We draw the common elements (6,12) at the right edge. We draw the Q elements in another circle. What are the remaining elements of P, not included at the intersection?

The elements are 3,9, 15, and 18, while the remaining elements from Q are (2,4,8,10). In another expression, 6 is part of the area enclosed by the intersection between P and Q. The enclosed area shows 6 and 12.

Then it is a true statement that 6 belongs to the intersection of P and Q. But 8  does not belong to that intersection. It is written in this symbol 8 b∉P ∩ Q or the intersection of P and Q. While the union relation for the universal set U is drawn as a rectangle.

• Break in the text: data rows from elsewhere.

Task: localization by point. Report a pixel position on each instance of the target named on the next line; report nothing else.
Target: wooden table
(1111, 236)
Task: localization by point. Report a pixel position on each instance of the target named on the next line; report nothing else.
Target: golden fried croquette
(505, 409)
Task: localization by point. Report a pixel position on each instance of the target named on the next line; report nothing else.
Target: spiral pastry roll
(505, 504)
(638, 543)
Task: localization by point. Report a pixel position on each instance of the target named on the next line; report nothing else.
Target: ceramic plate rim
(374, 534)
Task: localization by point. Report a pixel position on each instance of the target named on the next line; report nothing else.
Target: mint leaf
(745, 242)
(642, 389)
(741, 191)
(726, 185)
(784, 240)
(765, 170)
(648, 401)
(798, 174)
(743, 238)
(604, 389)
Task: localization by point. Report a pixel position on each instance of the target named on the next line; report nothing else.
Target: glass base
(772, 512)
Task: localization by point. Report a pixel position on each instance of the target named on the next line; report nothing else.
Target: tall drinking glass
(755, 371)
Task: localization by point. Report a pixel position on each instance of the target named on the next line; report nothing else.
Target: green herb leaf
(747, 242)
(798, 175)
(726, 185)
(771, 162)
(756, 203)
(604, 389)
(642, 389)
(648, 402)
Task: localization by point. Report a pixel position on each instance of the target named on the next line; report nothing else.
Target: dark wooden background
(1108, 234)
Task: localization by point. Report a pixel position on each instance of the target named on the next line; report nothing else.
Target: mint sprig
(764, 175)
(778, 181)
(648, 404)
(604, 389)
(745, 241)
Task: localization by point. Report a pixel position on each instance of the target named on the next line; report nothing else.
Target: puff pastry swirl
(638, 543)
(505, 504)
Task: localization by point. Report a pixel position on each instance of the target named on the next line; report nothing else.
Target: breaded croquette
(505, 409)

Inside the rectangle, we can draw two circles for P and Q. All of the elements of both P and Q are thus included. The U will consist of U ={3,6,9,12,15,18,2,4,8,10}.

Solved example#10.

A new example. Let P= {3,9, 27}, Q={2,3,10,18,27,28}. R={2,10,28}. The intersection between P and Q is required, or P∩ R & Q∩ R and P∩ R. What are the common elements between P and Q? These elements are (3,27). While between Q∩ R, these elements are (2, 28,10).

The total of three elements. While between P and R, there is none. Then we can express that intersection between P and R. P∩ R=Ø. or Ø. It is called a disjoint set, meaning that these sets are not joined.

Cumulative, associative, and distributive properties of a set.

A new subject is the set’s commutative, associative, and distributive properties. The commutative relation can be expressed as A∩ B= B∩A.

Also, A ∪ B and =B ∪ A. The order can be reversed between A and B, but remember that both the left-hand and the right-hand sides are intersections, and for the second case, both are unions. While for the Associative relation, if we have three sets of A, B, and C, it is required to make a union between these sets. This can be written as A ∪ (B ∪ C) = (A ∪ B)∪ C. A ∩ (B ∩ C)= (A ∩ B) ∩C.

The distributive property is the mix. The mix between union and intersection. It is called distributive A ∪ (B ∩ C)=(A ∪ B) ∩ C. Another relation is A ∩( B ∪ C)=(A ∩ B )∪C. We have discussed the cumulative, followed by the associative, and the distributive.

Set identity law.

There is a new item which is the set Identity Law. The first relation is A ∪ A =A. The second relation is A ∩A=A. The third relation is A∪Ø =A. This is a true statement. While A ∩Ø=Ø., the subject of Power set is if we have set A = A ={1,2,3,4}. What is the subset?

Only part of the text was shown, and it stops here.